In light of CEASEFIRE DAY, MOTHERS chose Leslie Morgan Steiner's Mommy Wars: Stay-at-Home and Career Moms Face Off on Their Choices, Their Lives, Their Families as the featured book for MOTHERS Day 2006.
In the year since Newsweek - and MOTHERS Book Bag - featured Judith Warner’s book, Perfect Madness: Motherhood in the Age of Anxiety in their The Myth of the Perfect Mother cover story, all’s been quiet on the mommy war front.

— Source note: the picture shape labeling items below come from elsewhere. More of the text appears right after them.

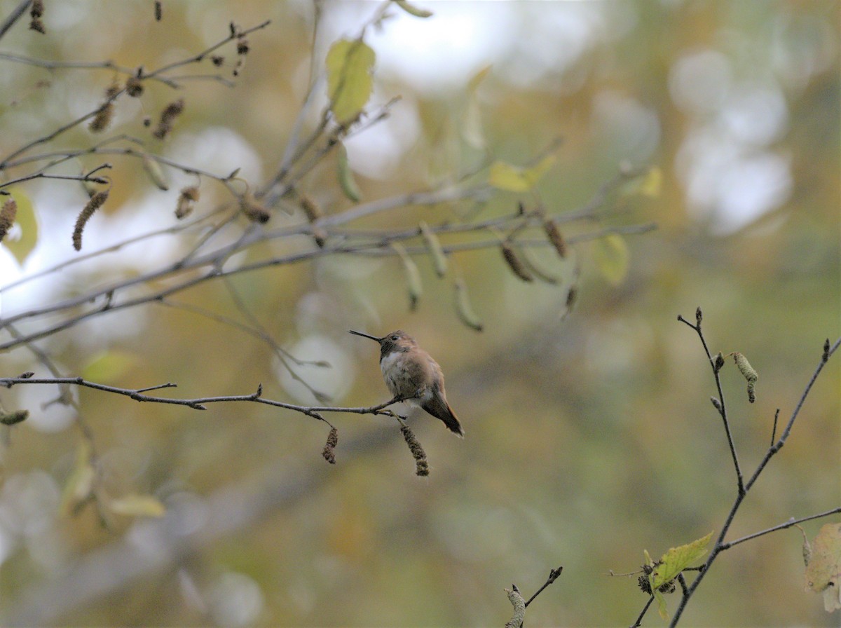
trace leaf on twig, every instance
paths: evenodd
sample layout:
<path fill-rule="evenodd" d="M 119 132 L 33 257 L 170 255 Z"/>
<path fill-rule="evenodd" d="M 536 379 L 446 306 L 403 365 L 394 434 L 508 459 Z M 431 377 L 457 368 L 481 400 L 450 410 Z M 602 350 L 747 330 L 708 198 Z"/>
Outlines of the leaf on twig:
<path fill-rule="evenodd" d="M 59 511 L 62 515 L 76 514 L 87 501 L 93 493 L 95 478 L 96 471 L 91 461 L 91 444 L 84 440 L 79 443 L 76 450 L 73 468 L 67 476 L 64 489 L 61 491 L 61 504 Z"/>
<path fill-rule="evenodd" d="M 357 185 L 357 180 L 353 177 L 353 171 L 351 170 L 350 163 L 347 161 L 347 149 L 345 148 L 345 145 L 341 142 L 339 142 L 339 145 L 336 146 L 336 159 L 339 185 L 341 186 L 341 191 L 350 200 L 354 203 L 359 203 L 362 198 L 362 193 L 359 191 L 359 186 Z"/>
<path fill-rule="evenodd" d="M 663 187 L 663 171 L 653 166 L 642 174 L 626 182 L 621 190 L 623 196 L 639 196 L 656 198 Z"/>
<path fill-rule="evenodd" d="M 667 619 L 669 615 L 666 613 L 666 601 L 661 589 L 680 575 L 684 569 L 706 554 L 706 546 L 711 538 L 712 532 L 710 532 L 691 543 L 672 547 L 654 563 L 653 570 L 648 574 L 648 581 L 651 583 L 651 590 L 657 598 L 660 616 L 663 619 Z"/>
<path fill-rule="evenodd" d="M 137 356 L 117 350 L 98 353 L 82 369 L 82 377 L 100 383 L 119 379 L 137 364 Z"/>
<path fill-rule="evenodd" d="M 391 248 L 397 252 L 398 256 L 400 258 L 400 262 L 403 265 L 403 271 L 406 275 L 406 288 L 409 292 L 409 309 L 414 311 L 418 306 L 418 301 L 420 298 L 420 295 L 423 294 L 423 283 L 420 281 L 420 272 L 418 270 L 418 267 L 417 264 L 415 263 L 415 260 L 409 256 L 403 245 L 399 242 L 392 242 Z"/>
<path fill-rule="evenodd" d="M 415 18 L 431 18 L 433 15 L 431 11 L 427 11 L 426 8 L 419 8 L 407 3 L 406 0 L 394 0 L 394 3 L 407 13 L 414 15 Z"/>
<path fill-rule="evenodd" d="M 167 509 L 161 500 L 151 495 L 130 493 L 108 503 L 108 508 L 118 515 L 130 517 L 162 517 Z"/>
<path fill-rule="evenodd" d="M 521 168 L 505 161 L 495 161 L 490 166 L 488 182 L 500 190 L 528 192 L 554 163 L 554 155 L 546 156 L 530 168 Z"/>
<path fill-rule="evenodd" d="M 373 90 L 376 55 L 362 40 L 339 40 L 327 53 L 327 96 L 340 124 L 350 124 L 362 112 Z"/>
<path fill-rule="evenodd" d="M 456 291 L 456 313 L 458 319 L 471 330 L 476 331 L 482 330 L 482 319 L 470 304 L 470 298 L 468 295 L 468 288 L 461 279 L 456 279 L 454 284 Z"/>
<path fill-rule="evenodd" d="M 841 523 L 827 524 L 817 532 L 805 577 L 807 591 L 823 594 L 828 613 L 841 609 Z"/>

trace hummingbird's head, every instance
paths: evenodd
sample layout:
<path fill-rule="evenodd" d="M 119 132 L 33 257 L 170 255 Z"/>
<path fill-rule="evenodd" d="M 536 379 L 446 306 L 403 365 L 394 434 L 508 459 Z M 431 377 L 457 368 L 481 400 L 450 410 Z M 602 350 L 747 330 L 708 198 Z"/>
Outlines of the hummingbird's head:
<path fill-rule="evenodd" d="M 390 334 L 384 335 L 382 338 L 378 338 L 375 335 L 369 335 L 368 334 L 362 334 L 361 331 L 353 331 L 352 330 L 351 330 L 351 333 L 361 335 L 363 338 L 370 338 L 372 340 L 377 340 L 377 342 L 379 343 L 379 354 L 381 358 L 384 356 L 388 356 L 392 351 L 399 351 L 401 353 L 410 351 L 412 349 L 416 348 L 418 346 L 414 338 L 401 330 L 392 331 Z"/>

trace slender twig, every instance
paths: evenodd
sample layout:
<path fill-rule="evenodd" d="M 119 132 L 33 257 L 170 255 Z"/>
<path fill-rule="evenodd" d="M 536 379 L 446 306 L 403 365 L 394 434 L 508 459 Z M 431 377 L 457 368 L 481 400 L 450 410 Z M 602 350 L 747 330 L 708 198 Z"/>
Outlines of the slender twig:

That is until Good Morning America ran a series on the Mommy Wars in March 2006 (How to Raise Kids: Stay Home or Go to Work? and 'Mommy Wars': To Work or Stay at Home?).
The show prompted an outpouring of response on the ABC News message board (over 4,300 comments and counting) and a letter from NOW President Kim Gandy to Diane Sawyer and ABC.
Yet the release of books and media articles on the Mommy Wars goes on and on as evidenced by the recent release of Mommy Wars. As she told Lauren Young of BusinessWeek Online in "The Extended Mommy Wars Q&A":
I thought the battle was between stay-at-home and working moms. But women don’t fall into these neat categories. Most women see it as a continuum.
There is no way that there is one answer that’s right for every mom. Ultimately, we are all trying to be the best possible mothers we can all be.
Yet when asked by Helaine Olen at Salon.com if our culture feeds on the so-called mommy wars, Steiner replied:
Definitely. It's good material. Politicians like to play women off each other. When they're campaigning, they appeal to a certain group and we're all susceptible to the message when it's us vs. them, or good vs. bad, so politicians try to appeal to good moms and bad moms, depending on what your definition is. Advertising executives do the same thing. They tell us, "You have a problem, you're not a good enough mom, and I have a product that will make you feel like a good mom." We hear that a thousand times a day.
It's time to spread the word that MOTHERS aren't buying what they're selling anymore!
The truth behind the "Mommy Wars" is that it is a media-hyped fiction used to generate ratings. Stay-at-home moms and full-time working moms share the same concerns. So do the legions of moms who are somewhere in between — working part-time; working from home; job sharing; splitting shifts with partners to allow one parent to always be available for child care. The "choices" for all moms are inadequate because the systems are not in place to make it possible to earn a decent living while taking care of children or elderly parents.